Re: [REGRESSION] kexec does firmware reboot in kernel v6.7.6

"Kalra, Ashish" <ashish.kalra@xxxxxxx> · Thu, 24 Oct 2024 05:08:11 -0500

Hello David,

On 10/23/2024 8:50 AM, David Woodhouse wrote:
> On Wed, 2024-10-23 at 08:29 -0500, Kalra, Ashish wrote:
>>
>> On 10/23/2024 6:39 AM, David Woodhouse wrote:
>>> On Wed, 2024-10-23 at 06:07 -0500, Kalra, Ashish wrote:
>>>>
>>>> As mentioned above, about the same 2MB page containing the end portion of the RMP table and a page allocated for kexec and 
>>>> looking at the e820 memory map dump here: 
>>>>
>>>>>>> [    0.000000] BIOS-e820: [mem 0x000000bfbe000000-0x000000c1420fffff] reserved
>>>>>>> [    0.000000] BIOS-e820: [mem 0x000000c142100000-0x000000fc7fffffff] usable
>>>>
>>>> As seen here in the e820 memory map, the end range of the RMP table is not
>>>> aligned to 2MB and not reserved but it is usable as RAM.
>>>>
>>>> Subsequently, kexec-ed kernel could try to allocate from within that chunk
>>>> which then causes a fatal RMP fault.
>>>
>>> Well, allocating within that chunk would be just fine. It *is* usable
>>> as RAM, as the e820 table says. It works fine most of the time.
>>>
>>> You've missed a step out of the story. The problem is that for kexec we
>>> map it with an "overreaching" 2MiB PTE which also covers the reserved
>>> regions, and *that* is what causes the RMP violation fault.
>>>
>>
>> Actually, the RMP entry covering the end range of the RMP table will be a 2MB/large entry 
>> which means that the whole 2MB including the usable 1MB memory range here will also be marked
>> as reserved in the RMP table and hence any host writes into this memory range will trigger
>> the RMP violation.
> 
> Hm, that does not match our testing.
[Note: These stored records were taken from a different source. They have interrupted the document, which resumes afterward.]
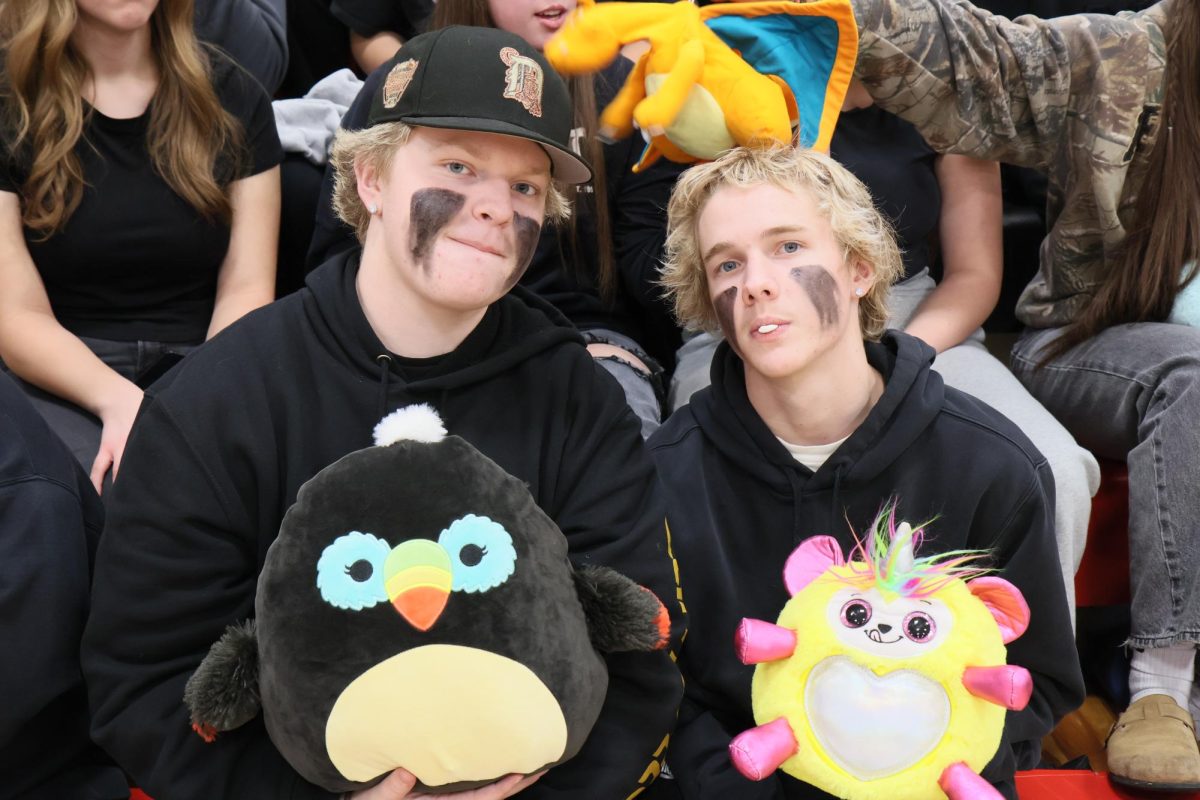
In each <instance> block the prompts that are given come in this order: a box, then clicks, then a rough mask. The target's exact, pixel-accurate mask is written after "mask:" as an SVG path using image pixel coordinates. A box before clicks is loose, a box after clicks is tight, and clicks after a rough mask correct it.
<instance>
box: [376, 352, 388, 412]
mask: <svg viewBox="0 0 1200 800" xmlns="http://www.w3.org/2000/svg"><path fill="white" fill-rule="evenodd" d="M376 363H378V365H379V413H378V414H376V419H377V420H382V419H383V416H384V414H386V413H388V379H389V378H390V377H391V356H390V355H388V354H386V353H380V354H379V355H377V356H376Z"/></svg>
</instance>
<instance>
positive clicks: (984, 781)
mask: <svg viewBox="0 0 1200 800" xmlns="http://www.w3.org/2000/svg"><path fill="white" fill-rule="evenodd" d="M937 786H940V787H942V792H944V793H946V796H947V798H949V799H950V800H1003V796H1004V795H1002V794H1001V793H1000V792H996V787H994V786H992V784H991V783H988V782H986V781H984V780H983V778H982V777H979V776H978V775H976V774H974V772H973V771H971V768H970V766H967V765H966V764H964V763H962V762H959V763H958V764H950V765H949V766H947V768H946V769H944V770H942V777H940V778H938V780H937Z"/></svg>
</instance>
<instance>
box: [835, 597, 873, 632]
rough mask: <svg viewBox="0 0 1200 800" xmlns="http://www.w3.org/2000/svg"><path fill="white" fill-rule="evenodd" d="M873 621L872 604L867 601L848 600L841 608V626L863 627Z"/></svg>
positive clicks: (864, 600) (857, 600)
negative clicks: (871, 618)
mask: <svg viewBox="0 0 1200 800" xmlns="http://www.w3.org/2000/svg"><path fill="white" fill-rule="evenodd" d="M869 621H871V604H870V603H868V602H866V601H865V600H857V599H856V600H847V601H846V604H845V606H842V607H841V624H842V625H845V626H846V627H863V626H864V625H866V624H868V622H869Z"/></svg>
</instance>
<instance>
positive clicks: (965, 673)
mask: <svg viewBox="0 0 1200 800" xmlns="http://www.w3.org/2000/svg"><path fill="white" fill-rule="evenodd" d="M962 685H964V686H965V687H966V690H967V691H968V692H971V693H972V694H974V696H976V697H979V698H983V699H985V700H990V702H992V703H995V704H996V705H1003V706H1004V708H1006V709H1008V710H1009V711H1020V710H1021V709H1024V708H1025V706H1026V705H1028V702H1030V696H1031V694H1033V678H1032V676H1031V675H1030V670H1028V669H1026V668H1025V667H1013V666H1012V664H1009V666H1004V667H967V668H966V669H964V670H962Z"/></svg>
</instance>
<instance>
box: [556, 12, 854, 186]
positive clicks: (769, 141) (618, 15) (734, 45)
mask: <svg viewBox="0 0 1200 800" xmlns="http://www.w3.org/2000/svg"><path fill="white" fill-rule="evenodd" d="M643 40H644V41H648V42H649V44H650V49H649V52H647V53H646V54H644V55H643V56H642V58H641V59H638V61H637V64H636V66H635V67H634V70H632V72H631V73H630V76H629V79H628V80H626V82H625V85H624V86H623V88H622V90H620V92H619V94H618V95H617V97H616V98H614V100H613V102H612V103H611V104H610V106H608V107H607V108H606V109H605V110H604V113H602V114H601V116H600V126H601V130H600V133H601V136H605V137H608V138H622V137H625V136H629V134H630V133H631V132H632V128H634V124H635V122H636V124H637V126H638V127H640V128H641V130H642V131H643V132H644V133H646V136H647V137H648V139H649V144H648V146H647V149H646V152H644V154H643V156H642V160H641V162H640V163H638V164H637V167H636V168H635V170H637V169H642V168H644V167H647V166H648V164H650V163H653V162H654V161H656V160H658V158H659V157H660V156H666V157H667V158H670V160H671V161H677V162H680V163H689V162H695V161H710V160H713V158H715V157H716V156H719V155H720V154H721V152H724V151H725V150H728V149H730V148H733V146H737V145H749V144H756V143H769V142H784V143H791V142H793V140H796V142H798V143H799V144H800V145H803V146H810V148H817V149H821V150H827V149H828V146H829V139H830V137H832V136H833V130H834V126H835V125H836V121H838V114H839V112H840V109H841V103H842V100H844V98H845V95H846V89H847V88H848V85H850V78H851V74H852V72H853V68H854V59H856V55H857V50H858V31H857V28H856V26H854V16H853V12H852V10H851V6H850V1H848V0H817V1H816V2H806V4H800V2H791V1H788V0H773V1H768V2H733V4H726V5H716V6H706V7H704V8H700V7H697V6H696V5H694V4H692V2H690V1H688V0H680V1H679V2H673V4H670V5H665V4H659V2H606V4H604V5H595V0H580V5H578V7H577V8H576V10H575V12H572V14H571V17H570V18H569V19H568V22H566V23H565V24H564V25H563V28H562V30H559V31H558V34H557V35H556V36H554V37H553V38H552V40H551V41H550V42H548V43H547V44H546V50H545V53H546V58H547V59H548V60H550V62H551V64H552V65H553V66H554V68H556V70H558V71H559V72H562V73H564V74H580V73H587V72H594V71H596V70H600V68H602V67H605V66H606V65H608V64H610V62H612V61H613V60H614V59H616V58H617V55H618V54H619V53H620V48H622V47H623V46H625V44H629V43H631V42H638V41H643Z"/></svg>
We tried writing to the
> "offending" area from the main kernel (which I assume was using 4KiB
> pages for it, but didn't verify), and that was fine. 
> 
> It also doesn't match what Tom says in the email you linked to:
> 
> "There's no requirement from a hardware/RMP usage perspective that 
> requires a 2MB alignment, so BIOS is not doing anything wrong.  The 
> problem occurs because kexec is initially using 2MB mappings that 
> overlap the start and/or end of the RMP which then results in an RMP 
> fault when memory within one of those 2MB mappings, that is not part of
> the RMP, is referenced."
> 
> Tom's words precisely match my understanding of the situation (with the
> exception that he keeps saying 2MB when he means 2MiB).
> 
> I believe we *can* use that extra 1MiB which is marked as 'usable RAM'
> as usable RAM if we want to, as *long* as we don't use a 2MiB (or
> larger) PTE for it which would overlap the RMP table.
> 
> And the only case where the kernel uses an "overreaching" 2MiB mapping
> is the kexec identmap code, so we should just fix that.
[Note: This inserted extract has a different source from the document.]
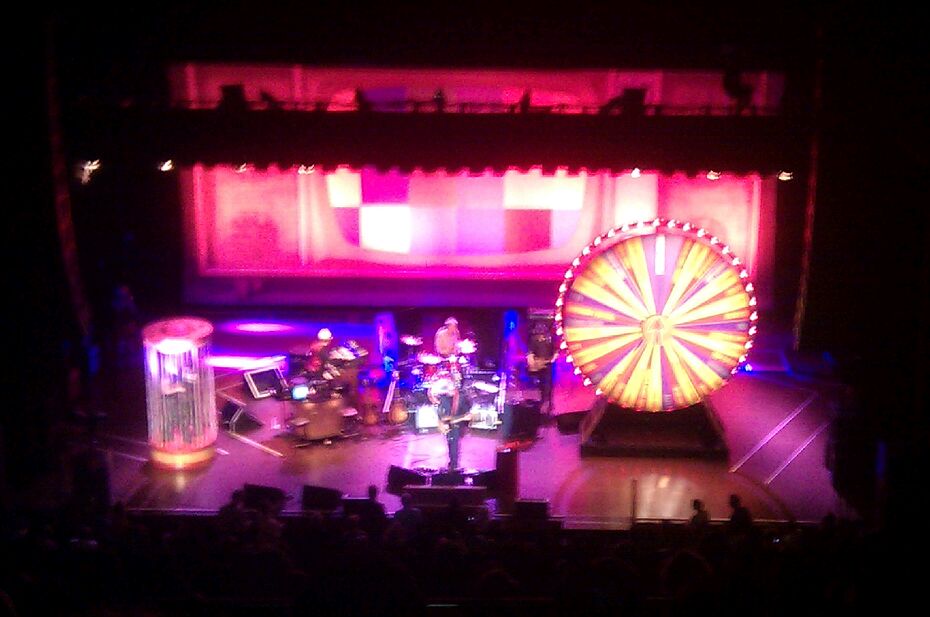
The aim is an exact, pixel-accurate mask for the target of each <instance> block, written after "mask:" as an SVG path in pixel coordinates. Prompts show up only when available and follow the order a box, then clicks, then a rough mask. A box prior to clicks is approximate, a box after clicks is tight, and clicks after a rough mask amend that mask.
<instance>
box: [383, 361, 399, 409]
mask: <svg viewBox="0 0 930 617" xmlns="http://www.w3.org/2000/svg"><path fill="white" fill-rule="evenodd" d="M398 379H400V373H399V372H398V371H394V375H393V376H392V377H391V385H390V386H388V393H387V394H386V395H385V397H384V405H383V406H382V407H381V413H382V414H385V413H388V411H389V410H390V409H391V403H392V402H393V401H394V388H395V387H396V386H397V380H398Z"/></svg>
Here is a more *correct* explanation of the issue after discussing it with 
Tom: 

The RMP entries for the RMP table memory are marked as firmware pages
(meaning they are assigned and immutable - with the key point being
the assigned bit is set). If the start or end of the RMP table is not
2MB aligned, then the RMP entries are broken down into 4k entries.
Using a 2MB page table mapping (kexec identmap code using a 2MiB PTE),
if the kernel tries to access the portion of the memory that is within
the 2MB page but is not the RMP table, an RMP fault will be generated
because the mappings don't match.

This is documented in AMD64 Architecture Programmer's Manual Volume 2,
section 15.36.10 - RMP and VMPL Access Checks.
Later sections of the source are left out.